Mapping Maize Cropland and Land Cover in Semi-Arid Region in Northern Nigeria Using Machine Learning and Google Earth Engine

Abstract

The monitoring of crop quantity and quality is vital for global food security. National food security has recently been at the forefront of local and regional research, and has become a vital priority for most developing countries. Therefore, ensuring reliable classification of cropland and other land cover is crucial for sustainable agricultural development and ensuring national food security. A good understanding of the Nigerian agricultural sector is essential to making better decisions and managing operations more efficiently. Scientists, practitioners, and policymakers must exchange reliable information to develop and support agricultural programs and policies. It is essential to develop and implement novel methods for mapping maize cropland and other land cover types. Thus, Seasonal Crop Inventory (SCI) is a valuable tool for farmers, researchers, and policymakers, as it provides critical information on crop production. It informs decisions related to land management, food security, and agricultural policy. In this study, Sentinel-1 and Sentinel-2 images have been combined to map maize cropland and other land covers in northern Nigeria during the 2016–2019 growing season. We employed a technologically advanced space-based remote sensing technique.
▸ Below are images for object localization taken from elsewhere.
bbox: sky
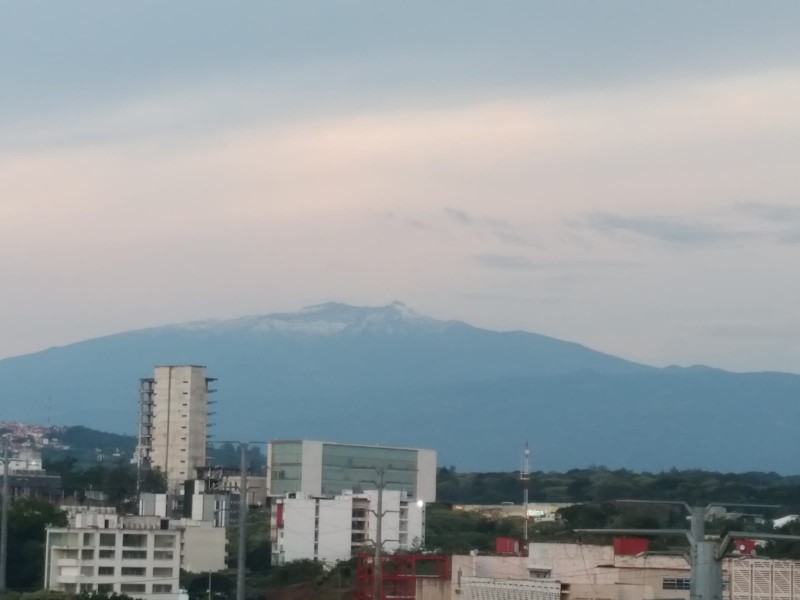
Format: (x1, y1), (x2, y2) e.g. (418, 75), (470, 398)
(2, 1), (800, 372)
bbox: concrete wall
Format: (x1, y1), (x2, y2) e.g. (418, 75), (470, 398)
(317, 495), (354, 564)
(417, 579), (451, 600)
(182, 525), (226, 573)
(453, 555), (530, 581)
(279, 497), (317, 563)
(417, 449), (438, 502)
(528, 543), (615, 582)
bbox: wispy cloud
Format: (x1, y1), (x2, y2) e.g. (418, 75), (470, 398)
(473, 254), (636, 270)
(736, 202), (800, 222)
(382, 211), (433, 230)
(443, 207), (532, 246)
(582, 213), (745, 245)
(778, 231), (800, 244)
(443, 207), (473, 226)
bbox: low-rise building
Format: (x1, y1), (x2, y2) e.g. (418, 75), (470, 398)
(271, 489), (426, 566)
(45, 509), (226, 600)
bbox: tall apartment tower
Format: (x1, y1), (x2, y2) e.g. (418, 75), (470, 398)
(137, 365), (215, 492)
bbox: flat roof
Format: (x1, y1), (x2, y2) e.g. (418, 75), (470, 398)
(268, 439), (436, 453)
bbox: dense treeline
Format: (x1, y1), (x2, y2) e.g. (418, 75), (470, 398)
(44, 458), (166, 509)
(5, 498), (68, 589)
(438, 467), (800, 508)
(428, 466), (800, 556)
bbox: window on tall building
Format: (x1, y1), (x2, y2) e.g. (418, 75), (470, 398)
(121, 584), (146, 594)
(154, 534), (175, 548)
(122, 534), (146, 548)
(99, 533), (116, 547)
(121, 567), (146, 577)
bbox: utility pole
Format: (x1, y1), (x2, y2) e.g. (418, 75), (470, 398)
(372, 467), (386, 600)
(0, 440), (8, 591)
(576, 500), (800, 600)
(215, 440), (258, 600)
(237, 443), (248, 600)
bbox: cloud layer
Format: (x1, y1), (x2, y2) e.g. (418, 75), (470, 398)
(2, 4), (800, 374)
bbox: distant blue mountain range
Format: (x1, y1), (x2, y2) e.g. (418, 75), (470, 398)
(1, 302), (797, 472)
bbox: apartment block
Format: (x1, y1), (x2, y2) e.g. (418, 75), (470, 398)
(270, 489), (426, 566)
(139, 365), (216, 491)
(45, 510), (225, 600)
(45, 526), (181, 600)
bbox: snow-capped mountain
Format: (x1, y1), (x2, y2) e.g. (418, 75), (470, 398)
(173, 301), (449, 336)
(0, 302), (798, 472)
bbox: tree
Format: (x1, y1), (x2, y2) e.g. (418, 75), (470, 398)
(7, 498), (68, 590)
(182, 572), (236, 600)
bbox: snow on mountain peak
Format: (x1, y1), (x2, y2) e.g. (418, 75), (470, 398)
(171, 302), (445, 336)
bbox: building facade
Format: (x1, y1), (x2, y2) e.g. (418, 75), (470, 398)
(45, 524), (182, 600)
(267, 440), (437, 502)
(270, 489), (426, 566)
(45, 509), (226, 600)
(140, 366), (215, 491)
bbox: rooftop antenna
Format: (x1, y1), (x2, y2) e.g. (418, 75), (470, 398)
(521, 442), (530, 542)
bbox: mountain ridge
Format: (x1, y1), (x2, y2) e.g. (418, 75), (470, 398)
(1, 302), (797, 472)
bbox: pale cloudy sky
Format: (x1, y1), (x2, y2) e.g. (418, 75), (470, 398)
(2, 1), (800, 372)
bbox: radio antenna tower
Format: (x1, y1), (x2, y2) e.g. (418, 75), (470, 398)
(521, 442), (530, 541)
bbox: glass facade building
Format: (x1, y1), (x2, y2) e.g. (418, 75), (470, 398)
(268, 440), (437, 502)
(269, 441), (303, 496)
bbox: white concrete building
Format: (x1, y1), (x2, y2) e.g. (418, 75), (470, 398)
(270, 489), (426, 566)
(184, 490), (240, 527)
(45, 509), (226, 600)
(143, 366), (215, 491)
(268, 440), (437, 502)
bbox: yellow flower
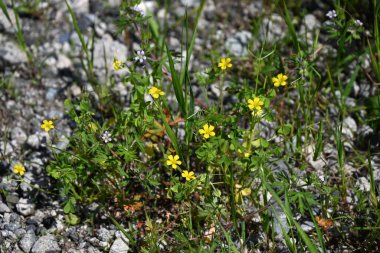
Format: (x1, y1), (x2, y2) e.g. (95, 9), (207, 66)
(218, 57), (232, 70)
(166, 155), (182, 169)
(241, 188), (251, 196)
(199, 124), (216, 139)
(182, 170), (195, 181)
(148, 86), (165, 99)
(41, 120), (54, 132)
(13, 164), (25, 176)
(272, 73), (288, 87)
(247, 97), (264, 111)
(251, 109), (263, 117)
(113, 58), (123, 71)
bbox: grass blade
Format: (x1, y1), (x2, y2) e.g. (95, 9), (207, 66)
(0, 0), (12, 24)
(166, 43), (186, 116)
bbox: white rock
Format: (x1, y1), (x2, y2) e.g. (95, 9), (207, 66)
(27, 134), (40, 149)
(0, 34), (28, 64)
(56, 53), (72, 70)
(68, 0), (89, 13)
(342, 116), (357, 139)
(32, 234), (61, 253)
(180, 0), (200, 7)
(16, 198), (36, 216)
(0, 141), (14, 156)
(356, 177), (370, 192)
(19, 230), (37, 253)
(110, 238), (129, 253)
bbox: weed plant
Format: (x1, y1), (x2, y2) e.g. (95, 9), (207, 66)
(2, 0), (380, 251)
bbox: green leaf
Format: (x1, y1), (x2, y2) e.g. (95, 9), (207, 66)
(65, 213), (81, 225)
(166, 44), (186, 116)
(278, 124), (292, 136)
(63, 198), (76, 214)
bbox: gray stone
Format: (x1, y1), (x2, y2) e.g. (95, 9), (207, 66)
(301, 14), (321, 31)
(225, 37), (243, 57)
(4, 223), (20, 231)
(54, 135), (70, 152)
(70, 84), (82, 97)
(109, 238), (129, 253)
(0, 202), (11, 213)
(259, 14), (287, 42)
(67, 0), (89, 13)
(56, 53), (72, 70)
(97, 227), (113, 242)
(342, 116), (357, 139)
(92, 34), (128, 73)
(236, 30), (252, 45)
(6, 194), (19, 206)
(0, 34), (28, 64)
(11, 127), (27, 145)
(31, 235), (60, 253)
(46, 88), (59, 101)
(0, 141), (14, 156)
(27, 134), (41, 149)
(246, 1), (263, 17)
(16, 198), (36, 216)
(180, 0), (200, 7)
(356, 177), (370, 192)
(269, 202), (289, 239)
(225, 31), (252, 57)
(301, 221), (315, 233)
(108, 0), (122, 7)
(19, 230), (37, 253)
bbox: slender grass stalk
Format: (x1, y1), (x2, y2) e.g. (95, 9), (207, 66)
(334, 124), (347, 202)
(219, 74), (225, 112)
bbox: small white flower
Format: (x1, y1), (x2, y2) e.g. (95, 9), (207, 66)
(326, 10), (337, 19)
(101, 131), (112, 143)
(355, 19), (363, 26)
(134, 50), (147, 63)
(132, 5), (144, 16)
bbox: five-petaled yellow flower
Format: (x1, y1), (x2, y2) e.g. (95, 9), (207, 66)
(113, 58), (123, 71)
(149, 86), (165, 99)
(272, 73), (288, 87)
(41, 120), (54, 132)
(247, 97), (264, 111)
(166, 155), (182, 169)
(13, 164), (26, 176)
(199, 124), (216, 139)
(218, 57), (232, 70)
(182, 170), (195, 181)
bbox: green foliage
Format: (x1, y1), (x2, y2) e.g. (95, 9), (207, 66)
(37, 0), (379, 251)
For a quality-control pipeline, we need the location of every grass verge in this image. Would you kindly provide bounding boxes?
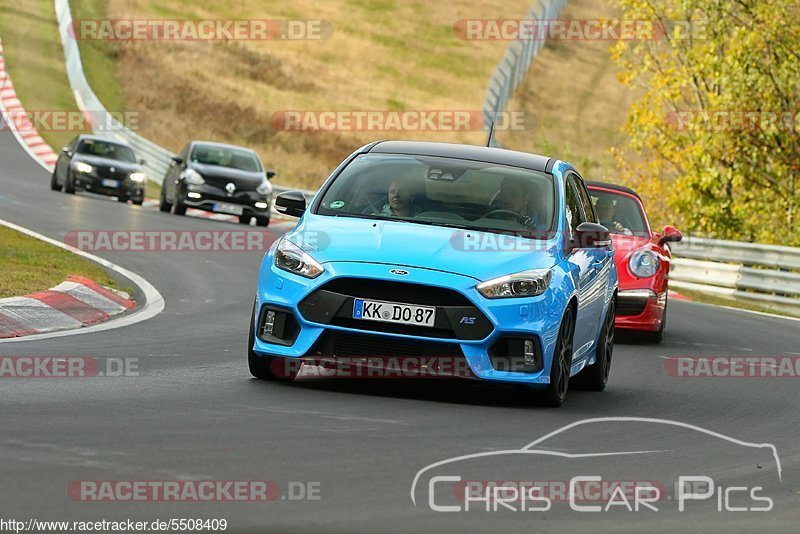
[0,0,91,149]
[673,287,799,319]
[0,225,124,298]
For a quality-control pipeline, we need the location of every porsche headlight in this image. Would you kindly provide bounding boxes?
[476,269,551,299]
[629,248,660,278]
[274,238,324,279]
[129,172,146,183]
[181,168,205,185]
[72,161,93,174]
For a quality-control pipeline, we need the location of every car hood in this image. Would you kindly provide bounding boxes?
[73,154,141,173]
[190,162,265,190]
[286,215,560,282]
[610,233,652,254]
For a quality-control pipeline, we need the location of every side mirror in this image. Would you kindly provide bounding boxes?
[62,147,73,157]
[266,170,277,180]
[275,191,307,218]
[574,222,612,248]
[658,225,683,246]
[171,156,183,165]
[139,158,147,166]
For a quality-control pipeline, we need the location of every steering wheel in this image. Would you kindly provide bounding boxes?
[482,208,529,224]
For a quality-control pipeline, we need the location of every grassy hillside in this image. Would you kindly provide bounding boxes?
[501,0,638,184]
[72,0,534,190]
[0,0,91,149]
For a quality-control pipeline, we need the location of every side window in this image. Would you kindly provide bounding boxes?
[565,174,587,235]
[573,175,597,223]
[67,136,79,150]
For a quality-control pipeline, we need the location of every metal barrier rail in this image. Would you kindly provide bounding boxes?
[54,0,315,205]
[670,238,800,317]
[483,0,568,147]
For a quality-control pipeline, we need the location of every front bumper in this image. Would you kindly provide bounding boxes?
[615,288,666,331]
[182,184,270,217]
[251,261,565,386]
[73,173,144,199]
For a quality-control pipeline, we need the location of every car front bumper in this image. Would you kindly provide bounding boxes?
[615,288,666,331]
[251,260,566,386]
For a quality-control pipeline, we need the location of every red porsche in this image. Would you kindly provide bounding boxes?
[587,181,682,342]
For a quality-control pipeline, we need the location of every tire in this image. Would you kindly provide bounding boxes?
[247,303,300,381]
[536,306,575,407]
[116,197,128,203]
[159,186,172,212]
[172,192,187,216]
[256,216,270,227]
[574,299,615,391]
[132,199,143,206]
[238,214,252,225]
[50,170,62,191]
[64,170,76,194]
[642,293,667,343]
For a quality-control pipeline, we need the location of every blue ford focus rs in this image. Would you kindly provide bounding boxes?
[249,141,618,406]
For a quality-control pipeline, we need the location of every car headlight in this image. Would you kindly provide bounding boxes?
[72,161,93,174]
[181,168,205,185]
[256,179,271,195]
[129,172,146,183]
[274,238,324,279]
[629,248,660,278]
[476,269,552,299]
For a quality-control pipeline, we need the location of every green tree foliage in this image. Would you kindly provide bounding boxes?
[612,0,800,244]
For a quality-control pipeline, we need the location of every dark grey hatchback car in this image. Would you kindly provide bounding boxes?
[159,141,275,226]
[51,135,146,205]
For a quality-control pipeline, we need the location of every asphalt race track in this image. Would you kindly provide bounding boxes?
[1,128,799,533]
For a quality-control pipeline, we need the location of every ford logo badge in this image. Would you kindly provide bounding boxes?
[389,269,409,276]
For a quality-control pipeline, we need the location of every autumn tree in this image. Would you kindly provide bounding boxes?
[612,0,800,244]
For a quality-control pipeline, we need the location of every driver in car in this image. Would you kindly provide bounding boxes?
[374,180,416,217]
[595,197,633,235]
[493,176,534,226]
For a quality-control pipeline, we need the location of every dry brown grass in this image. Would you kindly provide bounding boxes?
[500,0,641,182]
[94,0,534,189]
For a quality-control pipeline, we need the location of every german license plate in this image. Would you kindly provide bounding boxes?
[213,202,244,215]
[101,179,119,188]
[352,298,436,327]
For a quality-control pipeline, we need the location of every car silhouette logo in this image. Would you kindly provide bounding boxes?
[389,269,409,276]
[226,182,236,195]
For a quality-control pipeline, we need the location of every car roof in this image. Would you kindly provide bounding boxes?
[367,141,552,173]
[77,134,133,149]
[586,180,642,200]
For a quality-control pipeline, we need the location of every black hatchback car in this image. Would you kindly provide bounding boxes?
[159,141,275,226]
[51,135,146,205]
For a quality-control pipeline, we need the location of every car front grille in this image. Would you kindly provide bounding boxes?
[298,278,493,340]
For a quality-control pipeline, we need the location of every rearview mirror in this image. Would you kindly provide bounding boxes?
[275,191,307,218]
[659,225,683,246]
[62,147,73,157]
[171,156,183,165]
[575,222,612,248]
[266,170,277,180]
[139,158,147,166]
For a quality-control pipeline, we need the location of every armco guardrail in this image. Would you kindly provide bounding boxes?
[483,0,567,147]
[670,238,800,317]
[54,0,314,205]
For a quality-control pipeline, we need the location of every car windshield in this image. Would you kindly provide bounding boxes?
[76,139,137,163]
[190,144,262,172]
[589,189,649,237]
[316,154,556,237]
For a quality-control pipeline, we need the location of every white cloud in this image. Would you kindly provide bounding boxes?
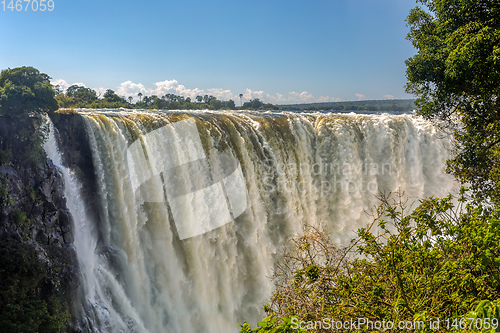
[206,88,234,101]
[54,78,342,105]
[95,87,107,98]
[287,91,315,103]
[243,88,266,101]
[114,81,148,101]
[51,79,69,92]
[150,79,205,100]
[355,93,365,101]
[317,96,341,103]
[384,94,395,100]
[51,79,87,92]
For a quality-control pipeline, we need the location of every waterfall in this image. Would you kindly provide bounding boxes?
[48,110,457,332]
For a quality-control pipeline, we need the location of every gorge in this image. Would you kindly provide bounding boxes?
[46,110,457,332]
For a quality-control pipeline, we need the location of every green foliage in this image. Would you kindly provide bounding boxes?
[103,88,125,104]
[65,85,98,105]
[464,300,500,333]
[242,98,279,110]
[0,67,58,166]
[0,240,68,332]
[13,209,29,227]
[0,179,12,207]
[0,67,58,119]
[405,0,500,203]
[247,191,500,332]
[55,88,276,111]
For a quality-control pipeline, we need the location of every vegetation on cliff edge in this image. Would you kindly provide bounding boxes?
[0,67,72,332]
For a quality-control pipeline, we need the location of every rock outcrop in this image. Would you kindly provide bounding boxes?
[0,156,80,331]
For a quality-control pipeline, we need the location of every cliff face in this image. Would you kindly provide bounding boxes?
[51,113,102,233]
[0,110,104,332]
[0,158,80,332]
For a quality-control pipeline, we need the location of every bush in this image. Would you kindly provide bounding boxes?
[245,190,500,332]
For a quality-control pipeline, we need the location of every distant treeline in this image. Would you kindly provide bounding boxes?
[279,99,416,112]
[55,85,279,111]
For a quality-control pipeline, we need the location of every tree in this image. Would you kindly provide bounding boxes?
[52,84,62,96]
[209,98,223,109]
[103,89,124,103]
[196,95,203,104]
[249,98,262,109]
[138,92,143,102]
[239,93,243,107]
[128,96,133,104]
[65,85,98,105]
[0,67,58,165]
[405,0,500,202]
[0,67,58,119]
[226,99,236,110]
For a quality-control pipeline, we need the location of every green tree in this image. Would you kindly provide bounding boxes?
[0,67,58,166]
[405,0,500,202]
[239,93,243,107]
[251,98,263,109]
[226,99,236,110]
[103,89,124,103]
[0,67,57,119]
[209,98,223,109]
[65,85,98,105]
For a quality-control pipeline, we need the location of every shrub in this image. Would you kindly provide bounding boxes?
[246,190,500,332]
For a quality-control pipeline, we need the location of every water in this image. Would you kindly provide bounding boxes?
[46,110,457,332]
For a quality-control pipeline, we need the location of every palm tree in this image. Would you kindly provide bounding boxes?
[128,96,133,104]
[138,92,143,102]
[239,94,243,107]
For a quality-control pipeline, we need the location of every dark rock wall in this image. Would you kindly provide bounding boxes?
[0,113,104,332]
[51,114,102,235]
[0,158,80,331]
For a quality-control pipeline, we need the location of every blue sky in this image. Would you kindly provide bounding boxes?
[0,0,418,104]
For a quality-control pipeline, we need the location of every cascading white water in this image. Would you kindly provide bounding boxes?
[49,110,458,332]
[43,119,138,331]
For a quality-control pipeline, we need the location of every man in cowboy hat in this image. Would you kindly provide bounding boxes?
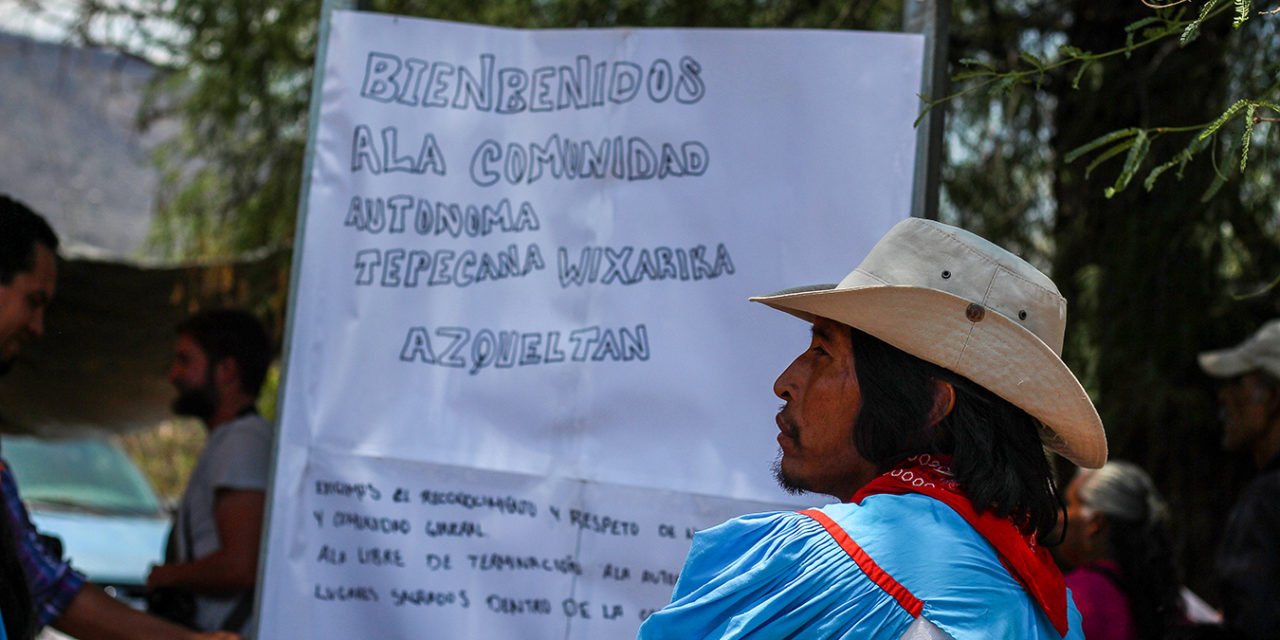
[1198,320,1280,638]
[638,218,1104,639]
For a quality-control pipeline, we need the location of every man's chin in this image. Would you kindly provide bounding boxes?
[771,453,809,496]
[171,396,215,421]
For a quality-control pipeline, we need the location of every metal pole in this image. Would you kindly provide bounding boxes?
[904,0,950,220]
[251,0,355,635]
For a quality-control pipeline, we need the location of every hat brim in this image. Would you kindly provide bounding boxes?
[751,284,1107,469]
[1197,348,1252,378]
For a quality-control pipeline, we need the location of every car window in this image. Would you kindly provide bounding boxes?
[4,436,163,516]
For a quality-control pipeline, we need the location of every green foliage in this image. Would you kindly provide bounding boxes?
[1104,129,1150,198]
[1142,134,1210,191]
[943,0,1280,204]
[1201,98,1251,140]
[258,363,281,422]
[1233,0,1253,28]
[1064,128,1143,164]
[1181,0,1223,45]
[141,0,319,259]
[1064,96,1280,201]
[1240,103,1257,170]
[945,0,1279,600]
[118,421,207,501]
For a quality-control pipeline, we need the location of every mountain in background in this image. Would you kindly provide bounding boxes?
[0,30,166,259]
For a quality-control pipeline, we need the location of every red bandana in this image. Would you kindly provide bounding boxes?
[850,454,1069,637]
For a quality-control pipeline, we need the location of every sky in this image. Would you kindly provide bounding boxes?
[0,0,178,63]
[0,0,75,42]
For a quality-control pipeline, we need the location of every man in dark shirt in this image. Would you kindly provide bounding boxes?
[1198,319,1280,638]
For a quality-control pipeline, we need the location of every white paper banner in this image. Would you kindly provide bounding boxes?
[260,12,922,639]
[277,448,783,639]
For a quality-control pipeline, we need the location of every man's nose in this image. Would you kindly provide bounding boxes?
[774,357,801,400]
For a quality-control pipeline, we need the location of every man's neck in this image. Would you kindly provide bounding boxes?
[206,397,256,431]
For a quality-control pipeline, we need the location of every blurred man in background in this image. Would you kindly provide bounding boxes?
[145,309,272,635]
[0,194,239,640]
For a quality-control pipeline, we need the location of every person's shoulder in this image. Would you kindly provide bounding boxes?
[201,414,274,484]
[1064,565,1125,601]
[690,509,826,551]
[702,499,982,593]
[681,508,856,583]
[211,414,273,449]
[698,503,895,554]
[1234,468,1280,513]
[1249,466,1280,491]
[821,493,978,544]
[643,507,914,639]
[809,494,1005,582]
[231,412,272,434]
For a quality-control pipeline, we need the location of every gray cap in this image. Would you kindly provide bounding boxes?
[1198,319,1280,379]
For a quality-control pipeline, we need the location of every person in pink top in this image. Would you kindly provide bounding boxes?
[1054,461,1185,640]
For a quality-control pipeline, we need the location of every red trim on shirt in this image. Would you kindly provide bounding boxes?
[851,454,1069,637]
[799,508,924,618]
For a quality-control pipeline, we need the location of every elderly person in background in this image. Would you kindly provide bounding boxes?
[1054,461,1191,639]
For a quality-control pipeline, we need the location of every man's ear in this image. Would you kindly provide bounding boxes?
[1085,511,1109,539]
[926,379,956,427]
[1261,379,1280,410]
[214,357,241,389]
[1247,376,1280,419]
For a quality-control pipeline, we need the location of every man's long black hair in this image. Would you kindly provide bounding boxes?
[849,328,1065,543]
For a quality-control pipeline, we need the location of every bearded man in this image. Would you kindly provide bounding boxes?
[145,309,273,635]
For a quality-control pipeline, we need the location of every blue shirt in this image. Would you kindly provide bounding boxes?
[1,458,87,628]
[638,493,1082,639]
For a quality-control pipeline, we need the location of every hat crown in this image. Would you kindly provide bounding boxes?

As a pioneer study that obtained detailed information on northern Nigeria’s cropland, the research utilized platforms such as Google Earth Engine (GEE), a cloud-computing engine using various classification techniques that include Random Forest (RF), Support Vector Machine (SVM), and Classification Regression Trees (CART) algorithms to produce a pixel-based Seasonal Crop Inventory of the study area. The outcome demonstrated a reliable GEE-based mapping of the region’s cropland with satisfactory classification accuracy. It revealed the overall accuracy values and the Kappa coefficients to be above 97% during the different time nodes under study. It also indicated a 98% and 93% producer and user accuracy for the cropland. The research further revealed that the Random Forest performed the best among the three machine-learning models tested in this study for mapping the maize cropland and other land cover classes. Therefore, the study’s findings and the derived crop mapping would greatly help provide valuable information that helps farmers, policymakers, and other stakeholders make more informed decisions about agricultural production, land use planning, and resource management.